Information bias is a blanket term for bias occurring in the measurement of an exposure or outcome and can occur throughout the data collection process. Data collection can change depending on who is collecting it (interviewer bias). Historic controls could be used (chronology bias) or there could be problems recalling information or memory may cloud recollection (recall bias). Patients can be lost to follow-up and so lost from the study. These individuals may be fundamentally different to those retained in the study (transfer bias). There may be problems defining the exposure or properly identifying the outcome (misclassification of exposure/outcome). If a process (say surgery) has a lot of variation technically or in terms of seniority/experience this may affect the outcome (performance bias).
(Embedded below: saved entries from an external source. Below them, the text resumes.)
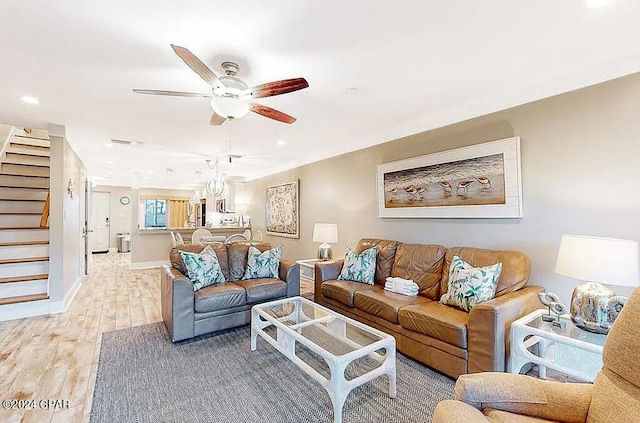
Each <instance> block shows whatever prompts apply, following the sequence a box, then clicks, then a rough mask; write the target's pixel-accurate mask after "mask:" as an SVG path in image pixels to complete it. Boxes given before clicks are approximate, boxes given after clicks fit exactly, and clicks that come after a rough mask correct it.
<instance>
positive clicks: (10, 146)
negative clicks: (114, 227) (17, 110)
mask: <svg viewBox="0 0 640 423" xmlns="http://www.w3.org/2000/svg"><path fill="white" fill-rule="evenodd" d="M1 141H4V140H0V143H1ZM0 147H1V145H0ZM49 157H50V154H49V137H48V135H47V133H46V131H38V130H35V129H34V130H24V129H21V128H14V130H13V132H12V135H11V137H10V138H9V144H8V146H7V148H6V151H5V152H4V154H3V155H2V156H0V320H7V319H12V318H21V317H26V316H32V315H38V314H45V313H48V310H49V294H48V290H49V225H48V215H49V207H48V206H49Z"/></svg>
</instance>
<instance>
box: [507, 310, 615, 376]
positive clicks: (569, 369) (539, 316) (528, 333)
mask: <svg viewBox="0 0 640 423" xmlns="http://www.w3.org/2000/svg"><path fill="white" fill-rule="evenodd" d="M547 313H548V312H547V310H545V309H539V310H535V311H533V312H531V313H529V314H527V315H526V316H523V317H521V318H520V319H518V320H516V321H514V322H513V323H512V324H511V354H510V358H509V373H520V371H521V369H522V367H523V366H524V365H525V364H528V363H534V364H537V365H538V376H539V377H540V378H541V379H545V378H546V376H547V368H549V369H553V370H555V371H557V372H560V373H564V374H567V375H569V376H572V377H574V378H577V379H580V380H584V381H586V382H593V381H594V379H595V377H596V376H597V374H598V372H599V371H600V369H601V368H602V350H603V344H604V339H605V335H599V334H593V333H590V332H586V331H583V330H582V329H577V331H576V332H577V333H578V334H579V335H580V337H579V338H582V339H577V338H576V337H572V336H568V335H566V334H563V333H561V332H562V331H560V330H558V331H557V332H558V333H557V332H554V330H553V327H552V326H551V323H545V324H544V325H542V326H543V327H542V328H538V327H533V326H530V325H529V323H531V322H533V321H534V320H536V319H538V318H540V316H542V315H543V314H547ZM560 319H561V320H562V321H565V322H566V324H567V325H568V328H569V329H572V330H573V329H575V328H573V326H574V325H573V323H572V322H571V318H570V316H569V315H562V316H560ZM578 331H580V332H578ZM534 345H537V347H538V350H537V354H534V353H533V352H532V351H530V350H529V349H530V348H531V347H533V346H534ZM552 346H553V347H554V348H553V350H552V349H551V347H552ZM534 351H535V350H534ZM566 354H571V355H573V356H575V357H576V358H575V359H574V361H573V362H567V361H566V360H563V358H564V357H562V355H566Z"/></svg>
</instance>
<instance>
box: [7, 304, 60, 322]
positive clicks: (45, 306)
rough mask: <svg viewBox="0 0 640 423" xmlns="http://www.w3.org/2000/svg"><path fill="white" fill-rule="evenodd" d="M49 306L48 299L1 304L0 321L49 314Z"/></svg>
mask: <svg viewBox="0 0 640 423" xmlns="http://www.w3.org/2000/svg"><path fill="white" fill-rule="evenodd" d="M49 307H50V301H49V300H41V301H29V302H27V303H17V304H7V305H3V306H2V307H0V322H4V321H7V320H15V319H24V318H25V317H35V316H46V315H47V314H49Z"/></svg>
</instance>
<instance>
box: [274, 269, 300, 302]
mask: <svg viewBox="0 0 640 423" xmlns="http://www.w3.org/2000/svg"><path fill="white" fill-rule="evenodd" d="M279 276H280V279H282V280H283V281H285V282H286V283H287V297H295V296H298V295H300V265H299V264H298V263H296V262H290V261H285V260H280V270H279Z"/></svg>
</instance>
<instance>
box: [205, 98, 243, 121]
mask: <svg viewBox="0 0 640 423" xmlns="http://www.w3.org/2000/svg"><path fill="white" fill-rule="evenodd" d="M211 108H212V109H213V111H214V112H216V113H217V114H219V115H220V116H222V117H225V118H227V119H238V118H241V117H244V116H246V115H247V113H249V103H247V102H246V101H242V100H240V99H238V98H237V97H234V96H223V97H214V98H213V99H212V100H211Z"/></svg>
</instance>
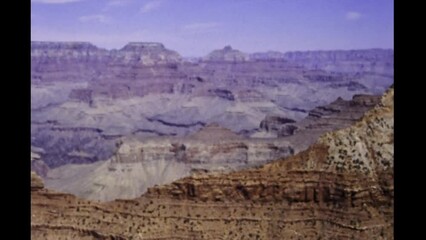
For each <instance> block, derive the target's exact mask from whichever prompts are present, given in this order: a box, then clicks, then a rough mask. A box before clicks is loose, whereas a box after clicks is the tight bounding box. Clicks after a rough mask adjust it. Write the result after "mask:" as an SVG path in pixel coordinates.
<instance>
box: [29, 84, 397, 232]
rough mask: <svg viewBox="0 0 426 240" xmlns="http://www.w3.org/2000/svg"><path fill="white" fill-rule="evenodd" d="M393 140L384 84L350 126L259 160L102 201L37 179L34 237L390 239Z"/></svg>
mask: <svg viewBox="0 0 426 240" xmlns="http://www.w3.org/2000/svg"><path fill="white" fill-rule="evenodd" d="M393 141H394V135H393V89H390V90H389V91H388V92H387V93H386V94H385V96H384V97H383V98H382V100H381V102H380V103H379V104H378V105H377V106H376V107H375V108H374V109H372V110H370V111H369V112H368V113H367V114H366V115H365V116H364V117H363V119H362V120H361V121H360V122H357V123H356V124H355V125H353V126H352V127H349V128H346V129H343V130H339V131H336V132H332V133H328V134H325V135H324V136H322V137H321V138H320V139H319V140H318V141H317V142H316V143H315V144H314V145H312V146H311V147H309V148H308V149H307V150H306V151H303V152H301V153H299V154H297V155H295V156H292V157H289V158H287V159H281V160H277V161H275V162H273V163H269V164H266V165H264V166H262V167H259V168H254V169H247V170H242V171H237V172H233V173H229V174H216V175H214V174H213V175H196V176H192V177H188V178H184V179H181V180H179V181H176V182H174V183H172V184H169V185H165V186H160V187H154V188H151V189H149V191H148V193H147V194H145V195H143V196H142V197H140V198H136V199H134V200H118V201H113V202H109V203H103V204H100V203H96V202H91V201H86V200H81V199H78V198H76V197H74V196H72V195H67V194H61V193H56V192H52V191H49V190H46V189H43V188H40V187H34V188H32V192H31V198H32V205H31V206H32V216H31V227H32V230H31V235H32V239H393V204H394V202H393V191H394V189H393V186H394V184H393V176H394V175H393V158H394V156H393ZM33 180H35V178H32V182H33ZM32 185H33V184H32Z"/></svg>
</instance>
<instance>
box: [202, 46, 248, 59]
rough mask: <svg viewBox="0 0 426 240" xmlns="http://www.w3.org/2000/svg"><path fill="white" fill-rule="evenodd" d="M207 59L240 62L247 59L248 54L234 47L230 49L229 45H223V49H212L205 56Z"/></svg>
mask: <svg viewBox="0 0 426 240" xmlns="http://www.w3.org/2000/svg"><path fill="white" fill-rule="evenodd" d="M205 60H207V61H226V62H227V61H231V62H240V61H247V60H249V56H248V54H245V53H243V52H241V51H238V50H236V49H232V47H231V46H225V47H224V48H223V49H219V50H214V51H212V52H211V53H209V55H207V57H205Z"/></svg>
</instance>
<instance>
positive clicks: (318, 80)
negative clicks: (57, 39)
mask: <svg viewBox="0 0 426 240" xmlns="http://www.w3.org/2000/svg"><path fill="white" fill-rule="evenodd" d="M393 57H394V53H393V50H387V49H362V50H334V51H300V52H286V53H281V52H276V51H269V52H259V53H245V52H241V51H239V50H237V49H234V48H232V47H231V46H225V47H224V48H223V49H217V50H212V51H211V53H210V54H208V55H207V56H204V57H200V58H186V57H183V56H181V55H180V54H179V53H177V52H176V51H173V50H170V49H167V48H166V47H165V46H164V45H163V44H161V43H153V42H133V43H129V44H127V45H125V46H124V47H123V48H121V49H119V50H106V49H102V48H98V47H96V46H94V45H93V44H91V43H86V42H32V43H31V170H32V173H31V235H32V238H33V239H393V158H394V156H393V141H394V140H393V91H394V90H393V82H394V74H393V67H394V62H393V61H394V60H393Z"/></svg>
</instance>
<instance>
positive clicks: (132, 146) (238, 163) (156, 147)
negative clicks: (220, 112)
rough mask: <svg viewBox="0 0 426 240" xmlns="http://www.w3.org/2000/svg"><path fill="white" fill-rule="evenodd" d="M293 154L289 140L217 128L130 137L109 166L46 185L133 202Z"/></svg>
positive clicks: (83, 169) (50, 182)
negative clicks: (183, 133)
mask: <svg viewBox="0 0 426 240" xmlns="http://www.w3.org/2000/svg"><path fill="white" fill-rule="evenodd" d="M293 153H294V151H293V148H292V147H291V146H290V145H289V144H288V142H286V141H283V140H275V141H274V140H267V139H257V140H256V139H245V138H243V137H241V136H239V135H237V134H235V133H233V132H232V131H230V130H229V129H225V128H222V127H220V126H219V125H217V124H211V125H208V126H206V127H204V128H202V129H201V130H200V131H199V132H197V133H195V134H192V135H190V136H188V137H187V138H170V137H159V138H149V139H145V138H139V139H138V138H124V139H122V143H121V144H120V146H119V148H118V150H117V153H115V154H114V155H113V156H112V157H111V158H110V159H108V160H107V161H100V162H95V163H91V164H84V165H76V164H67V165H64V166H61V167H58V168H55V169H52V170H50V171H49V173H48V174H47V175H46V176H45V184H46V187H48V188H51V189H55V190H58V191H62V192H67V193H72V194H75V195H77V196H79V197H83V198H85V199H91V200H101V201H110V200H114V199H117V198H121V199H130V198H135V197H138V196H140V195H141V194H143V193H144V192H145V191H146V190H147V188H149V187H153V186H155V185H159V184H166V183H170V182H172V181H175V180H177V179H179V178H182V177H186V176H190V175H191V174H193V173H197V172H200V171H201V172H229V171H232V170H238V169H242V168H246V167H250V166H259V165H261V164H264V163H267V162H269V161H271V160H274V159H277V158H280V157H286V156H289V155H291V154H293Z"/></svg>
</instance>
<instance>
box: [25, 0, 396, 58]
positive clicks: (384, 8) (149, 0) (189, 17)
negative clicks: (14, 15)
mask: <svg viewBox="0 0 426 240" xmlns="http://www.w3.org/2000/svg"><path fill="white" fill-rule="evenodd" d="M393 7H394V6H393V0H31V39H32V40H34V41H89V42H92V43H94V44H95V45H97V46H98V47H103V48H107V49H112V48H117V49H119V48H121V47H123V46H124V45H125V44H126V43H127V42H134V41H138V42H145V41H154V42H162V43H163V44H164V45H165V46H166V47H167V48H169V49H172V50H176V51H178V52H179V53H180V54H181V55H183V56H203V55H206V54H208V53H209V52H210V51H212V50H214V49H218V48H223V47H224V46H225V45H231V46H232V47H233V48H236V49H239V50H242V51H245V52H258V51H268V50H277V51H282V52H286V51H294V50H329V49H362V48H393V34H394V32H393V28H394V27H393V26H394V25H393Z"/></svg>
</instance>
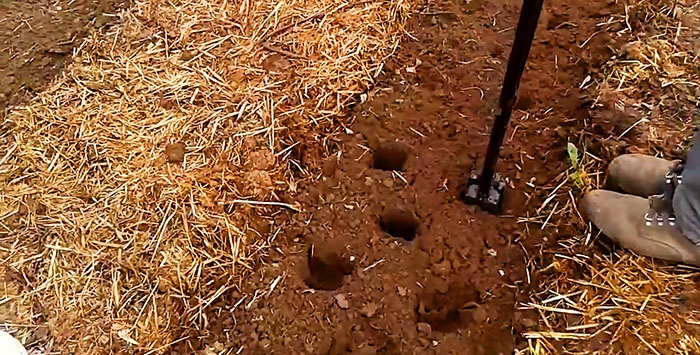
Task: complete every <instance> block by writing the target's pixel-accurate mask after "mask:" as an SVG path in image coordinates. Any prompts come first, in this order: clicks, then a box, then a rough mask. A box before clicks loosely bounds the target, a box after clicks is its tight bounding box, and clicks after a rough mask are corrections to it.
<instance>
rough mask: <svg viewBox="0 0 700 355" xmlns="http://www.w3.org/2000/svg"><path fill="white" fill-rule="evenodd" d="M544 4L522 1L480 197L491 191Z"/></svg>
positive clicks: (480, 190)
mask: <svg viewBox="0 0 700 355" xmlns="http://www.w3.org/2000/svg"><path fill="white" fill-rule="evenodd" d="M543 3H544V0H523V7H522V8H521V9H520V19H519V20H518V27H517V28H516V30H515V39H514V40H513V47H512V49H511V52H510V57H509V58H508V67H507V68H506V76H505V78H504V79H503V88H502V89H501V97H500V99H499V102H498V105H499V112H498V113H497V114H496V119H495V121H494V122H493V128H492V129H491V139H490V140H489V146H488V148H487V150H486V158H485V159H484V167H483V170H482V171H481V176H480V182H479V194H480V195H482V196H488V193H489V189H490V188H491V183H492V180H493V175H494V172H495V169H496V163H497V162H498V156H499V154H500V152H501V146H502V145H503V138H504V137H505V135H506V131H507V130H508V122H509V121H510V115H511V113H512V111H513V105H514V104H515V100H516V98H517V94H518V87H519V86H520V78H521V77H522V75H523V71H524V70H525V63H526V62H527V57H528V55H529V54H530V48H531V47H532V41H533V39H534V38H535V31H536V30H537V23H538V22H539V19H540V13H541V12H542V4H543Z"/></svg>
Bias after a trial is concluded occurs during data analysis or publication. There’s the desire to only publish positive or favourable outcomes (citation bias). There could be a third factor, often associated with our outcome of interest and the exposure, which affects the observed association. This is called confounding. Say you studied coffee drinking and lung cancer and found that those who drank more coffee had higher rates of lung cancer. A confounding variable would be smoking (people having a cigarette with their coffee). You’d have to appreciate this when you design your trial.